また、生産現場で働く人材が、生産技術、品質管理、設備保全といった専門職や、工場長などの管理職へとステップアップしていくためのキャリアパスが、必ずしも明確に示されているわけではないケースも散見されます。これにより、優秀な人材が将来のキャリアを見通せず、モチベーションの低下や離職に繋がることも少なくありません。
外部連携とターゲットを絞った育成プログラムの可能性
Netflixの事例は、こうした課題に対する一つの解を示唆しています。それは、自社内での育成に固執するのではなく、外部の教育機関と積極的に連携し、業界や自社が必要とする人材を戦略的に育成するという考え方です。

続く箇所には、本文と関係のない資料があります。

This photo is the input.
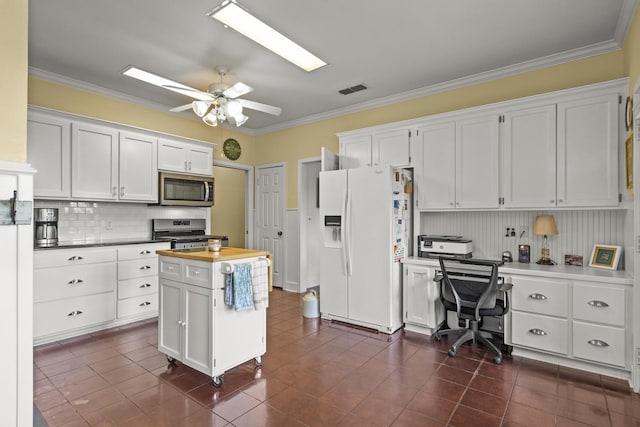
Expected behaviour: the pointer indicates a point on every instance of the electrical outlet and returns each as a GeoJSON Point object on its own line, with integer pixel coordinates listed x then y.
{"type": "Point", "coordinates": [523, 232]}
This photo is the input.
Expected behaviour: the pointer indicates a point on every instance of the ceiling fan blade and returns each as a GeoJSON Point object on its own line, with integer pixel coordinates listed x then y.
{"type": "Point", "coordinates": [237, 90]}
{"type": "Point", "coordinates": [260, 107]}
{"type": "Point", "coordinates": [181, 108]}
{"type": "Point", "coordinates": [190, 92]}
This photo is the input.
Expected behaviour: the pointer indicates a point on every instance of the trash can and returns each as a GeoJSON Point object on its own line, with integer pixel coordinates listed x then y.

例えば、地域の工業高校や高等専門学校、大学と連携し、特定の技術分野に関する共同研究や寄付講座を設けたり、奨学金付きのインターンシップ制度を導入したりすることが考えられます。これにより、学生は早い段階から現場の技術や課題に触れることができ、企業は自社の将来を担う可能性のある人材と早期に接点を持つことができます。

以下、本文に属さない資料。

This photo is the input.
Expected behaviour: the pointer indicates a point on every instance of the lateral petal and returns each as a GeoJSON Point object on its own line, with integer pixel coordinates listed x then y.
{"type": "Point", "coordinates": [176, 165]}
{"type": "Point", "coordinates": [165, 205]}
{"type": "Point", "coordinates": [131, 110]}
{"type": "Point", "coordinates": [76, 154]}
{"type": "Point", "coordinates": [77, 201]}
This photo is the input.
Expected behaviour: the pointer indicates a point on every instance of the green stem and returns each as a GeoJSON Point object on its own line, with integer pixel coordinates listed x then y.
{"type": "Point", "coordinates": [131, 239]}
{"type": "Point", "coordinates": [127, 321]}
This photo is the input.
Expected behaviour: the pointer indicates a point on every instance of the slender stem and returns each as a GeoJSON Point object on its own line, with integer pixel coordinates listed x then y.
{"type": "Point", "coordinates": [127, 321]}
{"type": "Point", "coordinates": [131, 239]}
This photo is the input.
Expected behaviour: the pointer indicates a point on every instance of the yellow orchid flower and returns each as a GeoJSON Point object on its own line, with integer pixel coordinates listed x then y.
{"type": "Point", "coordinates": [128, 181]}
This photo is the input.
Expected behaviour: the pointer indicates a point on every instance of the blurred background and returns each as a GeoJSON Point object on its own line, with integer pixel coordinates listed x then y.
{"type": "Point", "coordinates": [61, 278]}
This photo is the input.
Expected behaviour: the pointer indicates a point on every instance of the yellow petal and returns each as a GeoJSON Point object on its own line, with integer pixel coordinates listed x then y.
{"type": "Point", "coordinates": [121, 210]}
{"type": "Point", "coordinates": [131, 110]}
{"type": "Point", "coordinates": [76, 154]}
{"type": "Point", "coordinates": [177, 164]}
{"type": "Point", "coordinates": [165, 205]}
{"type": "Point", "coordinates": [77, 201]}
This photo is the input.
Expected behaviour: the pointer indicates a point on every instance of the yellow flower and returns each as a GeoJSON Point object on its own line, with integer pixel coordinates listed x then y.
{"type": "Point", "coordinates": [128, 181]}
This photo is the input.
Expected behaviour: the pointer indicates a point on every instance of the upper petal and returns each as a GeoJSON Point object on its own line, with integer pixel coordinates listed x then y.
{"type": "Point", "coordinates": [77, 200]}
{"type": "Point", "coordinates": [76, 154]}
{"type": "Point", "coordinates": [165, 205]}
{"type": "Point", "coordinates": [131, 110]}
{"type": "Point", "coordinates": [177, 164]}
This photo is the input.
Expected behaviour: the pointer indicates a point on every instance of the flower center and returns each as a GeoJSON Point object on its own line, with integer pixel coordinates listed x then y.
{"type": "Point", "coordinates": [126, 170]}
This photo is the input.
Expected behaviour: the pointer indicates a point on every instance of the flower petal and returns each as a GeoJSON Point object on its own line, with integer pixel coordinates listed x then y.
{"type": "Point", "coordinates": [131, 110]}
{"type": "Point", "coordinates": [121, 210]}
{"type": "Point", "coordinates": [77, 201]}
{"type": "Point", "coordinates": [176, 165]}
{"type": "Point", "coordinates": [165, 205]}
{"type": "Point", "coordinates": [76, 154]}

さらに重要なのは、「誰を育成するか」という視点です。Netflixが「先住民」という特定の層にターゲットを絞ったように、製造業においても、例えば「女性技術者」や「外国人材」、「異業種からのキャリアチェンジを目指す人材」など、特定の層を対象とした育成・採用プログラムを強化することが有効でしょう。こうした取り組みは、人材の多様性を確保し、組織に新たな風を吹き込むと同時に、これまで採用競争で苦戦していた企業にとっても、新たな人材獲得の道を開く可能性を秘めています。
日本の製造業への示唆
今回のNetflix社の取り組みから、日本の製造業が学ぶべき点を以下に整理します。
1. 人材育成を「コスト」から「戦略的投資」へ
目先の生産活動に必要な人員を確保するだけでなく、5年後、10年後の事業を支える人材を、どのようなスキルセットで、どこから、どのように獲得し育成するのか。人材育成を長期的な視点での戦略的投資と位置づけ、経営課題として取り組むことが求められます。
2. 外部機関との連携による育成エコシステムの構築
自社単独での人材育成には限界があります。地域の教育機関や研究機関と密に連携し、業界全体で次世代の人材を育てるという視点が不可欠です。産学官が連携した育成のエコシステムを構築することが、ひいては自社の競争力強化にも繋がります。
3. 多様な人材への門戸開放とキャリアパスの明示
性別、国籍、年齢、経歴を問わず、多様な背景を持つ人材が活躍できる環境を整備することが重要です。特に、これまで十分に活用されてこなかった層に対して、専門職や管理職への明確なキャリアパスを示し、育成機会を提供することは、人材の確保と定着の両面で大きな効果をもたらすでしょう。
4. 社会課題解決と事業成長の両立
人材の多様性確保や地域社会への貢献は、企業の社会的責任であると同時に、イノベーションを創出し、企業価値を高めるための重要な経営戦略です。社会課題の解決に貢献することが、結果として事業の持続的成長を支えるという好循環を生み出すことができます。